Die Migranten-Milieu-Studie untersucht – auf Basis des Sinus-Milieu-Modells –, welche Milieus es innerhalb der Menschen mit internationalem Familienhintergrund in Deutschland gibt. Die Untersuchung zeigt zum einen, dass Milieus prägender sind als die ethnische Herkunft und zum anderen, dass Menschen mit internationalem Familienhintergrund in Deutschland keine einheitliche Gruppe bilden, sondern genauso in Milieus gegliedert sind wie die deutsch-deutsche Gesellschaft.
Daniel Kahneman (2019): "Schnelles Denken, langsames Denken"
Der Psychologe und Nobelpreisträger für Wirtschaft, Daniel Kahneman, ist durch seine Arbeiten über Verhaltensökonomik, Urteilsheuristiken, kognitive Verzerrungen und Framing-Effekte bekannt. In seinem populärwissenschaftlichen Buch "Schnelles Denken, langsames Denken" verdichtet er auf 568 Seiten wichtige wissenschaftliche Erkenntnisse seiner Forschung.
Durch eine medienübergreifende Kommunikation in Film, Illustrationen, Website und Plakat wurden diese Inhalte für die Arbeit des Integrationsrates aufbereitet. Für die Interaktion mit Polizei, Behörden, Schulklassen oder Medien konnten so wissenschaftliche Inhalte für Diskurse zugänglicher gemacht werden. Die vereinfachte Sichtweise von "den Deutschen" und "den Migranten" verstellt den Blick auf die differenzierte Alltagswirklichkeit der Menschen in den verschiedenen Milieus. Behörden oder Medien bemerken häufig ihre eigenen Biases/Vorurteile nicht.

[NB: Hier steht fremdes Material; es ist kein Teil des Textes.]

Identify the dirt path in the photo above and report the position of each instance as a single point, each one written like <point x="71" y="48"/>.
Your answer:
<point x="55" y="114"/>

Das Konzept "Mehr Alles" spielt mit den Wertemustern der jeweiligen Milieus. Die Menschen aus jedem Milieu haben Kernwerte, die sie in die Gesellschaft einbringen und damit die Gesellschaft prägen und ein "Mehr" erzeugen. "Mehr Alles" spielt mit einem Augenzwinkern damit, dass die wissenschaftliche Auseinandersetzung mit der Vielfalt der Gesellschaft ein persönliches "Update" des eigenen Denkens und Wahrnehmens ist. Die Arbeit will Probleme nicht ausklammern – vielmehr geht es darum, Proportionen aufzuzeigen und Perspektiven differenzierter zu machen. Dabei sollte jedoch keine simple "Multi-Kulti-Romantisierung" durch wissenschaftliche Fakten entstehen, sondern Interkulturalität als eine der großen gegenwärtigen und zukünftigen Herausforderungen der Demokratien begreifbar gemacht werden.
Sowohl in Deutschland als auch international stehen die Themen Zuwanderung, Kultur und Identität großen Problemen und Spannungen aber auch Potenzialen und Möglichkeiten gegenüber. Diese Wir-Sie-, Innen-Außen- oder Oben-Unten-Ungleichheitskonflikte lassen sich jedoch weder durch Sofortismus noch durch monokausale Ursachenzuschreibung zufriedenstellend lösen.** "Mehr Alles" gibt keine Antwort darauf, was politisch "richtig" oder "falsch" ist; es will den gesellschaftlichen Diskurs zu Migration durch wissenschaftliche Modelle differenzieren und somit den Diskurs und die Demokratie stärken.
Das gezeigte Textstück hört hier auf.